A new study by the RAND Corporation found charter schools do not harm conventional public schools and charter students are more likely to graduate high school and go on to college than other public school children.
The study took a closer examination of the topic than any previously released, according to its authors. Researchers mapped the test scores and post-graduation achievement of millions of students at thousands of schools.
“Charter Schools in Eight States: Effects on Achievement, Attainment, Integration, and Competition,” released in March, examines the charter school movement in Florida, Ohio, and Texas, plus individual districts in Chicago, Denver, Milwaukee, Philadelphia, and San Diego.
“We got together a group of researchers so we could put together data from all these different sites and examine them in a consistent and rigorous way,” said Brian Gill, study coauthor and a senior social scientist at Mathematica Policy Research, an education research group based in Princeton, New Jersey.

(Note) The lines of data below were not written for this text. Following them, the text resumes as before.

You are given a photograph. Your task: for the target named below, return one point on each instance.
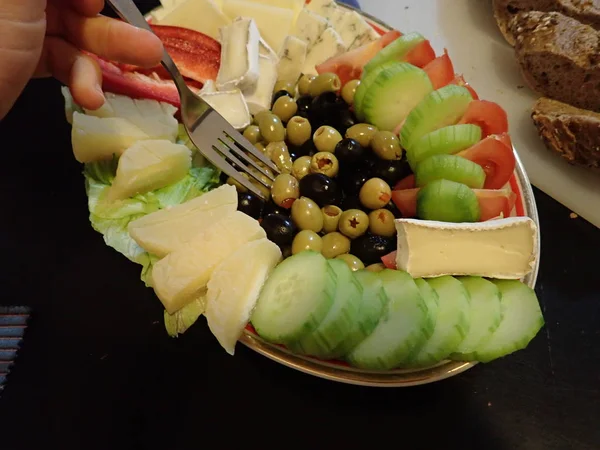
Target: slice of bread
(559, 57)
(572, 132)
(585, 11)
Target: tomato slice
(349, 66)
(389, 260)
(489, 116)
(440, 71)
(421, 55)
(459, 80)
(495, 157)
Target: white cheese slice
(260, 95)
(309, 26)
(504, 248)
(239, 55)
(231, 105)
(273, 23)
(291, 59)
(204, 16)
(328, 45)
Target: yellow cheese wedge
(504, 248)
(170, 229)
(182, 275)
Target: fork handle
(129, 12)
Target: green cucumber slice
(452, 324)
(393, 94)
(295, 299)
(440, 108)
(340, 319)
(447, 140)
(521, 321)
(403, 326)
(447, 201)
(450, 167)
(395, 51)
(486, 315)
(372, 307)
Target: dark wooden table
(97, 370)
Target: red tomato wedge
(349, 66)
(489, 116)
(495, 155)
(492, 202)
(459, 80)
(440, 71)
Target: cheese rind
(505, 248)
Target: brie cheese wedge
(504, 248)
(239, 55)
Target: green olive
(326, 138)
(326, 82)
(284, 85)
(331, 218)
(354, 223)
(285, 107)
(325, 163)
(377, 267)
(285, 190)
(335, 244)
(353, 262)
(252, 133)
(381, 222)
(271, 127)
(279, 154)
(307, 215)
(298, 130)
(301, 167)
(307, 240)
(304, 84)
(349, 90)
(375, 194)
(386, 145)
(362, 133)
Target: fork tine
(242, 142)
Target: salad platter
(399, 245)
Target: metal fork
(214, 137)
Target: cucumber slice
(439, 109)
(450, 167)
(447, 201)
(486, 315)
(395, 51)
(393, 94)
(447, 140)
(521, 321)
(295, 299)
(340, 319)
(452, 324)
(403, 327)
(372, 307)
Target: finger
(113, 39)
(80, 72)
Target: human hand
(41, 38)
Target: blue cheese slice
(504, 248)
(291, 59)
(239, 55)
(328, 45)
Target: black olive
(391, 171)
(321, 189)
(280, 229)
(370, 248)
(278, 94)
(250, 204)
(349, 151)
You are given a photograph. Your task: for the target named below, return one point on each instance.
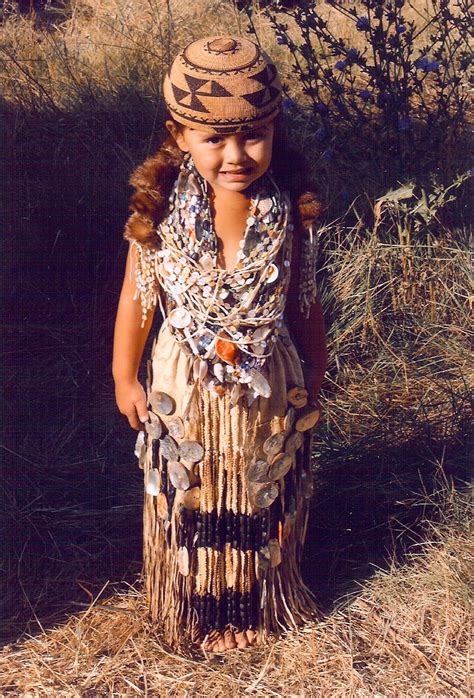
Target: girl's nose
(235, 151)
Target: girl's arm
(308, 333)
(129, 343)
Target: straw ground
(80, 108)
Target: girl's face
(228, 162)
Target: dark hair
(154, 179)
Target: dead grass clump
(405, 634)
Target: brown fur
(154, 179)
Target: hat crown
(222, 84)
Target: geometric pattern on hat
(222, 84)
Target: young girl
(227, 414)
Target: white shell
(153, 483)
(281, 465)
(179, 318)
(178, 475)
(154, 428)
(161, 402)
(192, 498)
(191, 451)
(176, 427)
(258, 471)
(272, 273)
(260, 333)
(199, 368)
(260, 384)
(264, 206)
(169, 448)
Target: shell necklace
(228, 319)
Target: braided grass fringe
(285, 602)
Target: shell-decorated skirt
(227, 487)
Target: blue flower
(404, 123)
(327, 155)
(428, 66)
(362, 23)
(321, 134)
(288, 104)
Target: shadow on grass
(371, 507)
(72, 492)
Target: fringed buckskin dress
(227, 448)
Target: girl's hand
(131, 401)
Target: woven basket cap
(222, 84)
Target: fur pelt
(154, 179)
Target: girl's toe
(229, 640)
(241, 639)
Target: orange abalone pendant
(226, 350)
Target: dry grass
(81, 108)
(406, 633)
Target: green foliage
(386, 102)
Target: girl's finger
(142, 411)
(133, 420)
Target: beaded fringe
(225, 584)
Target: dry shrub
(405, 634)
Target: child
(227, 411)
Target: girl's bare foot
(218, 641)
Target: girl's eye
(255, 135)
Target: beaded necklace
(228, 319)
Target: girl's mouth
(236, 175)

Not Skimming Best Students
Gill said the research led to four conclusions.
* Charter schools are not “skimming the cream” of students, as some critics have worried. Students’ academic achievement was comparable to that of students at traditional public schools. Furthermore, demographics and racial/ethnic compositions also were comparable between the charter schools and the public schools the students had left.
* Test scores did not significantly differ between charter and public middle schools and high schools. “One thing we learned, though, was that the jury is still out on charter elementary schools,” Gill said. The academic achievement for kindergartners, in particular, was difficult to determine because no data from the previous year is available, so researchers cannot compare the trajectory as they would for other grades, he explained.

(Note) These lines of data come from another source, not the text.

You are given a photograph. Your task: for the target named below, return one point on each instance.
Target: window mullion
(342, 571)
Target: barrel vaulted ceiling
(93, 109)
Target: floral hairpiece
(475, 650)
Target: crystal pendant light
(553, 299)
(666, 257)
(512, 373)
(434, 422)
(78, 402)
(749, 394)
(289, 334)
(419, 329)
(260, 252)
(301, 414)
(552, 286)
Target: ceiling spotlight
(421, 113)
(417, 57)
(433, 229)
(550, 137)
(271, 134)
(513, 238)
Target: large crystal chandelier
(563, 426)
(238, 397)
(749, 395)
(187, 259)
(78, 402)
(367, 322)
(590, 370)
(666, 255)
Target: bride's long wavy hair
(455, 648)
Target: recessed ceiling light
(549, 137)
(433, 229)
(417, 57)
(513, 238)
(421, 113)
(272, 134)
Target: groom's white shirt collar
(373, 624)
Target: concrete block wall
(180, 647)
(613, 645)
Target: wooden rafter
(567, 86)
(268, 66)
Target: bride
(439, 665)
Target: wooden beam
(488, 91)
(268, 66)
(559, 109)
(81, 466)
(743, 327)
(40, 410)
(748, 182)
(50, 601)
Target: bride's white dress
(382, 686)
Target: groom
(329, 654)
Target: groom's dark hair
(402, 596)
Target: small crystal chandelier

* Traditional public schools are unharmed by charter growth. The research showed no effect, either positive or negative, on the academic achievement of nearby public school students’ performance as charter schools expanded into their districts.
* Greater percentages of charter school students graduate from high school and attend college than those in traditional public schools. Although charter school students did not show a significant difference on test scores from their public school counterparts, they did graduate substantially more often and attend college substantially more frequently, Gill said. The information for this conclusion was collected only from Chicago and Florida because those were the only locations where the college data or graduation data were collected in addition to K-12 academic achievement data, Gill said. He said this is the first time he knows of researchers examining the correlation between charter schools and longer-term achievement.
Increasing Relevance
Report coauthor Ron Zimmerman, an associate professor at the Michigan State University School of Education, said the study’s conclusions about longer-term achievement are provocative and merit further examination.
“It might be partially that there’s just a different environment at charter schools,” Zimmerman said. “Two students might have similar ACTs, but the charter school may create an expectation for students going on to college, or there may be better counseling for [those] going on to college. Because of the guidance and the atmosphere created at the school, one student may go on to college and one may not.”
Gill said future examinations of that dynamic should gain further relevance as President Barack Obama considers whether to follow through on his campaign promise to pass policies allowing more charter schools to open.
“It’s clear that there is, at the federal level and in a lot of states, a large interest in continuing to promote the goals of charter schools,” Gill said. “There’s also a lot of interest in trying to refine charter laws and policies so the charter schools we have are working well and we can figure out ways to deal with the ones that are not working well. There’s a lot yet to be known, but this study certainly suggests some promise.”
Jillian Melchior ([email protected]) writes from Michigan.